Rashi cita um Midrash no qual dois rabinos discordam quanto ao seu significado: Alguns dizem que era uma janela; outros dizem que tratava-se de uma pedra preciosa que servia de fonte de luz na arca.
É fascinante pensar sobre por que os rabinos do Midrash, e o próprio Rashi, passariam um bom tempo dando importância a esta questão que não tem relevância prática. D’us nos promete no final da parashá desta semana de que não haverá mais dilúvio. Nunca mais precisaremos de uma arca flutuando na água para salvar a humanidade. Então, por que deveria importar que fonte de luz Noach possuía na arca durante aqueles dias? Por que essa discussão? Qual é a lição aqui para as futuras gerações?
Eu gostaria de oferecer uma possível interpretação. A resposta, eu sugiro que está na história da língua hebraica. Ao longo da era bíblica, a palavra teva era usada para designar uma arca - uma grande no caso de Noach e o dilúvio, e muito pequena no caso da cesta que protegeu o bebê Moshê no rio Nilo (Shemot 2: 3). De forma mais geral, significa "caixa". No entanto, na época do Midrash, teva também passou a significar "palavra".
Parece-me que os rabinos do Midrash não comentavam muito sobre Noach e a arca como sendo uma questão fundamental da Torá. Onde e o que é tzohar, o brilho, a fonte de iluminação, para a Torá, a teva, a Palavra? Vem somente de dentro ou também de fora? A Torá interpreta como uma janela ou uma pedra preciosa? Podemos encontrar a verdade em ideias fora da Torá ou apenas dentro dela?
Uma Vez Aconteceu…
Era uma vez um homem rico que tinha três filhos. Ele queria dar todas as suas riquezas apenas aos mais inteligentes de seus filhos e, por isso, deu-lhes a tarefa de provar sua inteligência. Ele mostrou-lhes um celeiro em sua propriedade e desafiou os filhos a tentarem, cada um, encher o celeiro ao máximo. Quem tivesse mais sucesso nessa tarefa receberia toda a sua herança.

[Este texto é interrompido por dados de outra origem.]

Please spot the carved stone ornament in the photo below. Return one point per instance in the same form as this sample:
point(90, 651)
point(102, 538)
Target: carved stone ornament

O filho mais velho trabalhou duro recolhendo pedras e seixos de todas as formas e tamanhos e encheu o celeiro do chão ao telhado. Seu pai ficou impressionado com seu esforço, mas notou muitas rachaduras entre as rochas e pedras.

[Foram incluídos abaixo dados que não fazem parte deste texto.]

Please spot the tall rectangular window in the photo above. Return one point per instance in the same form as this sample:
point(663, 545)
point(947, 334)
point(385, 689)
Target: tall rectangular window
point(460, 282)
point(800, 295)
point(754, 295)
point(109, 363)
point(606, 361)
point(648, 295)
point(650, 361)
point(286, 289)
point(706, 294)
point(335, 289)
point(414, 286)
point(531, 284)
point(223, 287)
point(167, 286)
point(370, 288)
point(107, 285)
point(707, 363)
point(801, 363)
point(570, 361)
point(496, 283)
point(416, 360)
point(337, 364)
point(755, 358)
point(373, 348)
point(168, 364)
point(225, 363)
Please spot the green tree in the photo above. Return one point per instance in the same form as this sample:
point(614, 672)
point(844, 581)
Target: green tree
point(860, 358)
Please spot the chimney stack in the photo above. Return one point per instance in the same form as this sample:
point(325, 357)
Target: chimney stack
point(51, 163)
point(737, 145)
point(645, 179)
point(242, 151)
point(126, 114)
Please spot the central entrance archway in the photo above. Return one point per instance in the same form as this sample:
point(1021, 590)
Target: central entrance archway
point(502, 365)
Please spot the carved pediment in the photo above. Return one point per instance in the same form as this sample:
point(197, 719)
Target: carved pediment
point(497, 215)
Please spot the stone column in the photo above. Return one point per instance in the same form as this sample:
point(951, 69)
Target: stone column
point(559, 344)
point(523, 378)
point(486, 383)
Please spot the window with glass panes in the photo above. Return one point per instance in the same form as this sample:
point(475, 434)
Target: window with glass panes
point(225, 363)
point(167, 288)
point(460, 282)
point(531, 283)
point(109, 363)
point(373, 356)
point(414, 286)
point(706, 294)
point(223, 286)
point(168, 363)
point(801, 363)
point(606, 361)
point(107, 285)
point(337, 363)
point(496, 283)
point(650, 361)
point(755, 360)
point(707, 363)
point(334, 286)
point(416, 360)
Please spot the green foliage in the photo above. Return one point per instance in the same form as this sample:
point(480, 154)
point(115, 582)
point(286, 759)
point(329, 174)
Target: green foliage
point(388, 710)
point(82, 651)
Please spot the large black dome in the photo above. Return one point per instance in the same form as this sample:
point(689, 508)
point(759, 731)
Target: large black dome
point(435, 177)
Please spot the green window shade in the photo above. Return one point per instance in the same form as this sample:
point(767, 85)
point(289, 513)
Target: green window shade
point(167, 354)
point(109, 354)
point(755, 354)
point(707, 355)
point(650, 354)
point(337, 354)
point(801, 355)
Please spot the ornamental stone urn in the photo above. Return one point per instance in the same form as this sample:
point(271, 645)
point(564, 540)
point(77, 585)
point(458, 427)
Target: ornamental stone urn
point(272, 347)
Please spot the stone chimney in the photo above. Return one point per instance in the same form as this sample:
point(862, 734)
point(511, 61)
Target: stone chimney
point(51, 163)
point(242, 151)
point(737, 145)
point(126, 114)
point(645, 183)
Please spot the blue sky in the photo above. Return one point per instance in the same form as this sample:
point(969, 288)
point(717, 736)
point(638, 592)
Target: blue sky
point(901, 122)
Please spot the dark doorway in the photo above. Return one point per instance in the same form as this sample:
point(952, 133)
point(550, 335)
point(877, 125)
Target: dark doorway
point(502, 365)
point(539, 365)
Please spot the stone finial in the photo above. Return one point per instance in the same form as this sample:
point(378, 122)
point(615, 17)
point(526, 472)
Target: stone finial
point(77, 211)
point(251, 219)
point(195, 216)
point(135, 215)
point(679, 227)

O segundo filho usou palha e encheu o celeiro do chão ao teto. No entanto, seu pai ainda encontrou pequenos espaços e bolsas de ar entre a palha.
Quando chegou a vez do filho mais novo, ele pegou o pai pela mão e o conduziu para um celeiro vazio. Seu pai ficou chateado, por ele não ter levado o desafio a sério, mas naquele momento, o filho tirou uma pequena vela do bolso e acendeu-a. Instantaneamente, o celeiro se encheu, do chão ao telhado, de todos os lados, inundando todo o espaço com luz.

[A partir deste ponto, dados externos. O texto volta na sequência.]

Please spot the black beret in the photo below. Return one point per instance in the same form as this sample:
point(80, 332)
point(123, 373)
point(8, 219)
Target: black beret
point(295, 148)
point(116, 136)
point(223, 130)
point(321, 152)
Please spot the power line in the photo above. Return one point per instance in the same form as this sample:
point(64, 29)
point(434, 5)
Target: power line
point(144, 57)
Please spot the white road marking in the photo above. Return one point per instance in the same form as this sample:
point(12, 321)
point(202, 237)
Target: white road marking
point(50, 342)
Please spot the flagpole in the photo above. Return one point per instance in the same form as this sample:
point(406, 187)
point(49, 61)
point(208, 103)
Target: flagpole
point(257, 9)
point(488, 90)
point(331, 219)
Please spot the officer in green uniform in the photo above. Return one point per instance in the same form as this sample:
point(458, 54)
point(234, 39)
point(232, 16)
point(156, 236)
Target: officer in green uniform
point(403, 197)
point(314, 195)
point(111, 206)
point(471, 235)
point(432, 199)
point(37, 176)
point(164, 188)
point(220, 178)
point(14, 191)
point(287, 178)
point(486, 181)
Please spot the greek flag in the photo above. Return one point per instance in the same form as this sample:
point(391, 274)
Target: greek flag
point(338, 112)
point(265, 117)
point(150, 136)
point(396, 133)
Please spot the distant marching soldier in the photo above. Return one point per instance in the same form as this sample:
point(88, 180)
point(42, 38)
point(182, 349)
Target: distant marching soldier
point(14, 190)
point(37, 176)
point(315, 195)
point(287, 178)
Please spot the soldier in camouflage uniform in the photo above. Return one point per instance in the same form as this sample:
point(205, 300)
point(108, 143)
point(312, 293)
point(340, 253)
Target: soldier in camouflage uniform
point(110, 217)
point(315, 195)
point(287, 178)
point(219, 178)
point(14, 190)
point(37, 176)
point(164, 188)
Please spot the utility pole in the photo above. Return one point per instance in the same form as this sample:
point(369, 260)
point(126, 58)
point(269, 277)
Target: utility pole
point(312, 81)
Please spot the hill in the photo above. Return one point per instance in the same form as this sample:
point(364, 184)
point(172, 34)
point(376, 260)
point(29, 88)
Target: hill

Sempre houve aqueles que acreditaram que a Torá era autossuficiente. Se algo é difícil na Torá é porque "as palavras da Torá são esparsas em um lugar, mas ricas em outro". Em outras palavras, a resposta a qualquer pergunta na Torá pode ser encontrada em outro lugar na Torá. “Vire e revire, pois tudo está dentro dela.”
Esta foi, historicamente, a opinião da maioria. Que não há nada a aprender lá fora. A Torá é iluminada por uma pedra preciosa que gera sua própria luz. Isso é até sugerido no título da maior obra do misticismo judaico, o Zohar. Havia, no entanto, outras opiniões. O mais famoso é que Rambam acreditava que o conhecimento da ciência e da filosofia - uma janela para o mundo exterior - era essencial para entender a palavra de D’us. Ele fez a sugestão radical, na Mishná Torá, de que eram precisamente essas formas de estudo que eram o caminho para o amor e temor a D’us. Por meio da ciência - o conhecimento de “Aquele que falou e chamou o universo à existência” - ganhamos um senso de majestade e beleza, o escopo quase infinito e os detalhes intrincados da criação e, portanto, do Criador. Essa é a fonte do amor.
Então, perceber quão pequenos somos e quão breve é nossa vida no esquema total das coisas: essa é a fonte do temor. O caso que Rambam fez no século 12, muito antes do surgimento da ciência, foi fortalecido mil vezes com nosso conhecimento acelerado da natureza do universo. Cada nova descoberta da vastidão do cosmos e das maravilhas do micro-cosmos enche a mente de admiração. “Erga os olhos e olhe para o céu: Quem criou tudo isso?” (Yishayahu 40:26).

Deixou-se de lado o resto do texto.